The announcement today in the New York Times about the forthcoming article in the journal Science by psychologist Jean-Baptiste Michel and mathematician Erez Lieberman Aiden about the creation of a digital storehouse got me to thinking. The two Harvard researchers have created the database by culling information from nearly 5.2 million books digitized by the internet giant Google. Truly, the creation of such a database is a momentous and exciting development for our field. Depending on what humanities researchers and others do with it, it may even offer what the NYT trumpets as a “new window on culture.” But much depends on what we do with the opportunity with which we have been presented. Without turning our backs on the possibilities opened up by the ability to quantify what has previously not been counted, humanities scholars must continue to exercise our ability to look beyond, behind, and around, as well as inside, the database.

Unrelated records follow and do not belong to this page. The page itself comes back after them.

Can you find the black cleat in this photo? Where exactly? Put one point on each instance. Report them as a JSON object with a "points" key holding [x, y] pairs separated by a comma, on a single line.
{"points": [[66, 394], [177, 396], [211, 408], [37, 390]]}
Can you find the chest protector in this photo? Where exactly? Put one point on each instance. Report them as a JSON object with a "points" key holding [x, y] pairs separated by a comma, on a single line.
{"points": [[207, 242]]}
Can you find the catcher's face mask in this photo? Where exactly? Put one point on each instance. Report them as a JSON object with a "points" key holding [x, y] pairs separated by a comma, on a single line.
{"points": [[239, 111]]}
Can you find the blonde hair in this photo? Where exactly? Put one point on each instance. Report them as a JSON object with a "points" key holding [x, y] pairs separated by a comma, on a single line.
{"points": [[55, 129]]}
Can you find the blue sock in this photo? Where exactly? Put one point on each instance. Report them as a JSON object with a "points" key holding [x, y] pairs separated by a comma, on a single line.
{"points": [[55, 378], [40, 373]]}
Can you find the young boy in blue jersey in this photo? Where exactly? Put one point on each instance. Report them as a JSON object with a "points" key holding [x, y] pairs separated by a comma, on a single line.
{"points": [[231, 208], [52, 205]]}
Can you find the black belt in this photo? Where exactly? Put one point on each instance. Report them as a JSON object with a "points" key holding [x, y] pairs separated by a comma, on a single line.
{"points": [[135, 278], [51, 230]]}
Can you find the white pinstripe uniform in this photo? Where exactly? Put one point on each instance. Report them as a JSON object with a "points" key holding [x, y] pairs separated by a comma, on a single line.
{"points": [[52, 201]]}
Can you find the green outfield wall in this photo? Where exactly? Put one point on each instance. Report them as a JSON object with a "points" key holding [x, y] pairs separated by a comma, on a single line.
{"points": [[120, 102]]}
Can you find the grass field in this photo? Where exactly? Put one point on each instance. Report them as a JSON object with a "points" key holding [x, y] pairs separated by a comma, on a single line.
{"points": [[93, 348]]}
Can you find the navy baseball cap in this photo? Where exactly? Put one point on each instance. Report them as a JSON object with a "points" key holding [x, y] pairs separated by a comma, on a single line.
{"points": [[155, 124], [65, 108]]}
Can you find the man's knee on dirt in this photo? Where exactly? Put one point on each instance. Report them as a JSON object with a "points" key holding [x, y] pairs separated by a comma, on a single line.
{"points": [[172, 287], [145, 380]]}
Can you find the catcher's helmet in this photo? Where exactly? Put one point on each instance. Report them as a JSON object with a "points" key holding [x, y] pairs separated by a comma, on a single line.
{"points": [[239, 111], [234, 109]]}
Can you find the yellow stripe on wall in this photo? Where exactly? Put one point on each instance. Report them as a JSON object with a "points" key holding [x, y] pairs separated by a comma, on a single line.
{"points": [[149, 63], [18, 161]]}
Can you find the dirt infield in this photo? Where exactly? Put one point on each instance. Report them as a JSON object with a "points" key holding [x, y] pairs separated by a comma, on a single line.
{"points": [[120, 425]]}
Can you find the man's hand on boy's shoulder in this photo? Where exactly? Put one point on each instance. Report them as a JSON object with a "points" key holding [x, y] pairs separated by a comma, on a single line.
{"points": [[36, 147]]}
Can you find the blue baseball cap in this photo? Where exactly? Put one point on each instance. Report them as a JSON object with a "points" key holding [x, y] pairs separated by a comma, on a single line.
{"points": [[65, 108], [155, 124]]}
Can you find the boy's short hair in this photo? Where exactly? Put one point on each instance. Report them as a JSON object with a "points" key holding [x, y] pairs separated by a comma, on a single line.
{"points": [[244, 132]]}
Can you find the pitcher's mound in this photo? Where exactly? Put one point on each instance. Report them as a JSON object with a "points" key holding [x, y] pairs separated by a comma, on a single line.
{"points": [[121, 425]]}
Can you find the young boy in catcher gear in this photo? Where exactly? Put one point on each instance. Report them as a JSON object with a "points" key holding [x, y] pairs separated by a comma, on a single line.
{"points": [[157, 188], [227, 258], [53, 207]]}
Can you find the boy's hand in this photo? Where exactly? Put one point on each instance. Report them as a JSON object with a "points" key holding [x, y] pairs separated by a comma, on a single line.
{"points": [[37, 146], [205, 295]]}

The ability to quantify literary texts does not, as some humanities scholars may fear, eviscerate our traditional contributions to knowledge, but rather makes them more urgent. What we do best—examining the discursive framings of the questions being asked, and contextualizing historically and ideologically the texts being produced—remains crucially important. The effect of quantitative data, when it is presented in neat tables and visually attractive graphs, can indeed be stunning. The problem with the "stunning" quality of data—especially as it operates on those not accustomed to working with it—is that it can shut down inquiry. After all, the meaning of a graph appears so obvious: “Oh! Jimmy Carter was more important than Marilyn Monroe after all!” But whose idea was it to compare Marilyn Monroe to Jimmy Carter in the first place? And what does it mean? More specifically, what does it mean when, in what context, and to whom?
I wish to make a second point about this database. As comprehensive as it may appear to be, surely the words that appear in 5.2 million books are not all that can be counted as “culture.” What about that which has not captured by that treasure trove of data? What books, or newsletters, or chapbooks were judged too ephemeral, or just too unworthy, to be scanned? What kinds of sayings, oral stories, or urban legends barely or never make it into print, and so are by necessity excluded or undercounted? What about habits of interaction and ways of being in the world that are gestural, or visual?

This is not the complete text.